The shift toward FLCs and other agricultural services helped to hold down wages as a percentage of value of agricultural production. In 1984, farm wages were 22% of the $15.8 billion value of the state's agricultural production; in 1990, they were 21% of $21.6 billion. However, holding down farm wages by turning to FAS firms has a price. FAS firms, especially FLCs, are linked in the public's mind and in enforcement data to low wages and poor conditions for farmworkers. For example, the National Agricultural Worker Survey (NAWS), conducted between 1989 and 1991 by the U.S. Department of Labor, found that 44% of the workers employed by FLCs paid for their own work equipment, as opposed to 17% of direct-hire workers. The NAWS also found that 28% of FLC employees were charged by their employer for transportation to the work site, compared with just 7% among direct-hire workers.

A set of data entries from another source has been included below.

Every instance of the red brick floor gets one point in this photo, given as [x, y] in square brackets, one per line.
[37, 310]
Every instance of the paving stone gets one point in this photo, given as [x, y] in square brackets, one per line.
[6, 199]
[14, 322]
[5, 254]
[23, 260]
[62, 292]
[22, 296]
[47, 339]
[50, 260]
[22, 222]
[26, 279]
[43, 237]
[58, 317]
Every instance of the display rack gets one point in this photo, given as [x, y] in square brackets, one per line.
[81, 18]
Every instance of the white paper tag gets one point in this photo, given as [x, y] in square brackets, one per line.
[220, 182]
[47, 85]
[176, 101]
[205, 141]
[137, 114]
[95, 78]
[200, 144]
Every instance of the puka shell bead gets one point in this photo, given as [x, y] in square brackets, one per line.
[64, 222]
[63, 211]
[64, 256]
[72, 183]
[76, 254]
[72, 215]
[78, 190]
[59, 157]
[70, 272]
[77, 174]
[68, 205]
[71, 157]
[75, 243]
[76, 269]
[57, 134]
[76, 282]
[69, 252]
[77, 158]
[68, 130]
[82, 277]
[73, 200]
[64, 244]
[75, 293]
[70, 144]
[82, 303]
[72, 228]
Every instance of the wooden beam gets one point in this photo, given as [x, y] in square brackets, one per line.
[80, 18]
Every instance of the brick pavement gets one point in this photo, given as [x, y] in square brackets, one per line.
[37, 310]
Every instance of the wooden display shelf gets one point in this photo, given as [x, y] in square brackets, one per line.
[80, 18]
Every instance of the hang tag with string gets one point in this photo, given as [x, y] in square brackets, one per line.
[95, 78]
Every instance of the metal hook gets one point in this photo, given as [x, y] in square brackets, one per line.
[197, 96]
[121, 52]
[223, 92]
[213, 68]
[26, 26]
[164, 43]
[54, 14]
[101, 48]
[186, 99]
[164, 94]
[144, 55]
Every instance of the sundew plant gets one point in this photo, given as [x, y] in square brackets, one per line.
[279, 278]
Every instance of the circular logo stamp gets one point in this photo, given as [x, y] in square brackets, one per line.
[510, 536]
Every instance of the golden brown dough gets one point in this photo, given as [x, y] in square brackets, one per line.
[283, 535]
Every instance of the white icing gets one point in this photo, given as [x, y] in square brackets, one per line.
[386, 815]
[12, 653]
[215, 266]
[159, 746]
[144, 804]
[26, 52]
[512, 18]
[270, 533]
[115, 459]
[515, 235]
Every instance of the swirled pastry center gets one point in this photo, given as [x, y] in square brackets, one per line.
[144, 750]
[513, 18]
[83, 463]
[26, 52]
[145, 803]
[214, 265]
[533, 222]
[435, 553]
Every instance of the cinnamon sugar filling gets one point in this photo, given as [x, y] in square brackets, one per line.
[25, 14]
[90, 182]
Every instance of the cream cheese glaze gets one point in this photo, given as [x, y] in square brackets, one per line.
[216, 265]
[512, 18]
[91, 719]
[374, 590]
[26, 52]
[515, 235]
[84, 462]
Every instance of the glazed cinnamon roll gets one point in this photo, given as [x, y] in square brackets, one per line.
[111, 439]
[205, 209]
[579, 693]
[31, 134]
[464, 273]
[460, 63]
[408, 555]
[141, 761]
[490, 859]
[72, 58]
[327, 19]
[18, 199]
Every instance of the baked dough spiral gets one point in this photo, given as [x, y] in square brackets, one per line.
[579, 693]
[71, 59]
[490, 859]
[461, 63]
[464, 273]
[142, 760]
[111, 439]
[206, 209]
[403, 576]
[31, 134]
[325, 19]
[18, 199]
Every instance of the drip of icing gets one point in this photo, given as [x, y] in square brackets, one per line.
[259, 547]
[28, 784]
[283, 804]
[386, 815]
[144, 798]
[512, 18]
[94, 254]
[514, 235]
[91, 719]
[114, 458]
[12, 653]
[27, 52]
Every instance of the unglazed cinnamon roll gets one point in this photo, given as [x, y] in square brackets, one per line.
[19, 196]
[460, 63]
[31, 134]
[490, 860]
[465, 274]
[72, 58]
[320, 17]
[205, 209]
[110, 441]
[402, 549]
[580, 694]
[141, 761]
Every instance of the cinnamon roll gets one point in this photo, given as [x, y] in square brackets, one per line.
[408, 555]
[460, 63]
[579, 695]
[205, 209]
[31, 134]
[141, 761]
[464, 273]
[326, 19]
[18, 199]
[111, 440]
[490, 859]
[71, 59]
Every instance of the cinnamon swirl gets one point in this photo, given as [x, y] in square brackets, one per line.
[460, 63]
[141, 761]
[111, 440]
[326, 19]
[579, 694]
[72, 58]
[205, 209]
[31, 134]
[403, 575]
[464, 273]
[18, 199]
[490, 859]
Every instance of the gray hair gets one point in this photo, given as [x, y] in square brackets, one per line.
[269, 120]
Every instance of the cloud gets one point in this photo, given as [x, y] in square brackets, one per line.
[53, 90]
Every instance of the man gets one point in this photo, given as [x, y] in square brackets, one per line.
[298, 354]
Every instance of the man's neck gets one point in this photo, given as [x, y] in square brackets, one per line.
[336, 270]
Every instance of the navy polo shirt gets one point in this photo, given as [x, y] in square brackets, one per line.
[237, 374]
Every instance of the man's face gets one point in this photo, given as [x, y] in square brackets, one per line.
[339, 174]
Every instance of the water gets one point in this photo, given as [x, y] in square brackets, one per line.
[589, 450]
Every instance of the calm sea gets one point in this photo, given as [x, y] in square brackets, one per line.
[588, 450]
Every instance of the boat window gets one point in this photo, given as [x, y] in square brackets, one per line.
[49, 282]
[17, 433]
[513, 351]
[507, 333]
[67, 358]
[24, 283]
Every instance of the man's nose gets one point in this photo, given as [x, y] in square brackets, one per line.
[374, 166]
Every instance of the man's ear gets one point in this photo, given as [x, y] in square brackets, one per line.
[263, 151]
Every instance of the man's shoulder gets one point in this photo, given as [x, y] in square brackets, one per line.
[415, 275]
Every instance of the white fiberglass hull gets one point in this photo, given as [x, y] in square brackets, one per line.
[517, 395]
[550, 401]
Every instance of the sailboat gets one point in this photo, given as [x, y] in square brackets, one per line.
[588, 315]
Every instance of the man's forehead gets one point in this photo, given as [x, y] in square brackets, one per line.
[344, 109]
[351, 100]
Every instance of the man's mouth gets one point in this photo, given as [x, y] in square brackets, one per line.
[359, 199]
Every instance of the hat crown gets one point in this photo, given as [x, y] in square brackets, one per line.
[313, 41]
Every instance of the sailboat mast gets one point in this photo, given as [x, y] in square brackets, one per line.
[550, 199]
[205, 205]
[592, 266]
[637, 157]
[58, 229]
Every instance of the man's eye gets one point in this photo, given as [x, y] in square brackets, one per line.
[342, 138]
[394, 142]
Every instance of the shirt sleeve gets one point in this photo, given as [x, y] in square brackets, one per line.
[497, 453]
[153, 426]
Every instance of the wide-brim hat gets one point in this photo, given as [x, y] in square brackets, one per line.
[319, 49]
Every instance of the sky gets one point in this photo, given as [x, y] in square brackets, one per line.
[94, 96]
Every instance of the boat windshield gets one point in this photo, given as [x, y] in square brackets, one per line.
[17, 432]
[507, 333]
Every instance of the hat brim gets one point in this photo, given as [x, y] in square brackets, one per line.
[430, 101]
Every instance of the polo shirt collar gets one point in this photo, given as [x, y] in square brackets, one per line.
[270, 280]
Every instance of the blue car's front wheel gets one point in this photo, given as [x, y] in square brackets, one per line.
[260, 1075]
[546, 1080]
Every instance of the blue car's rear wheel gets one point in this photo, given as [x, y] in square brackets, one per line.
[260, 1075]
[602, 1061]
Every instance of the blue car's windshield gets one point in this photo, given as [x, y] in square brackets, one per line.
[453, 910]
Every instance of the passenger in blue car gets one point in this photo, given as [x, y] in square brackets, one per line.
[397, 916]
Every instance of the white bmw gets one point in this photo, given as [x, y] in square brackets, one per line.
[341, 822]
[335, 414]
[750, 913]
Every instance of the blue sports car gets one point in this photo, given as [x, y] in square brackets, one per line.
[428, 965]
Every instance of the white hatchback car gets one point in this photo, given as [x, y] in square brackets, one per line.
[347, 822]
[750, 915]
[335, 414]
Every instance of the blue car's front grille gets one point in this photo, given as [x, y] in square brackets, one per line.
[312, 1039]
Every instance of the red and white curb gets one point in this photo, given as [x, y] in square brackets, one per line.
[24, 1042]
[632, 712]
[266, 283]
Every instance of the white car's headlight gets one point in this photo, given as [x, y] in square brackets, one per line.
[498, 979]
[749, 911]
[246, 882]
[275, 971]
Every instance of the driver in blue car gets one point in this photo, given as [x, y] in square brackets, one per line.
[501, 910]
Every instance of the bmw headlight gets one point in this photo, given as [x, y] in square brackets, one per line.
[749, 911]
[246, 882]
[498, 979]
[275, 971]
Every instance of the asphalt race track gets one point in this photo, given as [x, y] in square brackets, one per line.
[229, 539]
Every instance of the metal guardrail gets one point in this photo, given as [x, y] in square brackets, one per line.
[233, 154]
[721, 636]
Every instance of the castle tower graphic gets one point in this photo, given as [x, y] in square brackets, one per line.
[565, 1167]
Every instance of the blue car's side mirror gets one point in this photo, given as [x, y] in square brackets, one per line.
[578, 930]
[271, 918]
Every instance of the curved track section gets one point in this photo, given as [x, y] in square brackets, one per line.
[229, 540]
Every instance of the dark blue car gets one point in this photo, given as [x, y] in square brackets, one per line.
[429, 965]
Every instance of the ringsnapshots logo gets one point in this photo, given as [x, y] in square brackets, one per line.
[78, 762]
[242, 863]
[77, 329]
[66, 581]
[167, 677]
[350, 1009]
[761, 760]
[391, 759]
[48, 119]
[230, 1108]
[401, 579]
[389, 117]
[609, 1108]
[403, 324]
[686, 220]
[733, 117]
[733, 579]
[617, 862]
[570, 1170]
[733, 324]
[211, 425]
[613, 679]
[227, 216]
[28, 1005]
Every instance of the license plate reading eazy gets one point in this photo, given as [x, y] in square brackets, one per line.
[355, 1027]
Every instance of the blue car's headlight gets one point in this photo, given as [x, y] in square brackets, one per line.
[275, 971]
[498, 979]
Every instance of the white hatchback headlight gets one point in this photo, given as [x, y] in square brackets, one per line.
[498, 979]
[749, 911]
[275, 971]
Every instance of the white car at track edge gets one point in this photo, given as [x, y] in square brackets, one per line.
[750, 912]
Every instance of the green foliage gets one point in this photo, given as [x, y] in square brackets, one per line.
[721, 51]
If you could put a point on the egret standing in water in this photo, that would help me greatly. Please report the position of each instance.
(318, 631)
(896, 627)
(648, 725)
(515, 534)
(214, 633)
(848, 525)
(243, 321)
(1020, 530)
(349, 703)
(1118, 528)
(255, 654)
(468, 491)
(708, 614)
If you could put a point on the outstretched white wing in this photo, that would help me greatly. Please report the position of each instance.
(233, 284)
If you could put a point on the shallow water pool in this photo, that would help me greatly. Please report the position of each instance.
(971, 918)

Newspaper series, such as the Sacramento Bee's December 1991 “Fields of Pain,” have bolstered support in the California Legislature for making farmers jointly or strictly liable for any labor law violations committed by FLCs who bring workers to their farms. Reporters described vulnerable farmworkers who were not paid promised wages, or were paid minimum wages but were then charged so much for housing, rides to work and work equipment that their effective earnings were far less than $4.25 hourly. Many workers were reluctant to complain. In many cases, the FLC had disappeared. Even if the FLC was available, agreements were usually oral, so that resolving disputes is a time-consuming process of determining who is the most credible witness.
TABLE 1. Average annual farm employment in California, 1984–1990
Farmworker advocates argue that farmers who benefit from farmworker labor should be liable for any law violations committed by the FLCs who provide the workers. In this way, they argue, farmers will police the activities of FLCs far more effectively than government agencies can. One such law, in effect since January 1992, requires FLCs to register with County Agricultural Commissioners. It states that growers are responsible for any labor law violations committed by an FLC on their farm if they have not checked to be sure that the FLC is registered to operate in the county.
Legislative proposals in Sacramento and Washington D.C. would make farm employers solely or jointly liable with FLCs for any violations of wage, housing, pesticide and transportation laws. Farm employers are now liable for such violations if they are committed by an unregistered FLC, but the proposals in the California Assembly (AB90) and the U.S. House of Representatives (HR 1173) would make them liable even if the FLC is registered, in effect following the California Agricultural Labor Relations Act and eliminating FLCs as sole employers.
IRCA did not prevent California agriculture from expanding in the 1980s. The total value of agricultural production in California rose 37% between 1984 and 1990; average employment on California farms rose 5%. Farm wages, as a share of value of production, fell from 22% in 1984 to 21% in 1990.
California farmers were able to expand farm sales without raising wages by hiring more workers through farm-oriented agricultural service firms, including FLCs. These employers usually bring workers to farms, and their average employment rose 30% between 1984 and 1990. In counties such as Monterey, FAS employment doubled, while employment of workers hired directly by farmers fell more than 20%.
Hiring more workers through FAS firms appears to have helped to hold down labor costs, but it has also led in some instances to poor wages and working conditions. As a result, there is more legislative interest in making farm operators jointly or strictly liable, along with FLCs, for the payment of farm wages and the observance of farm labor laws.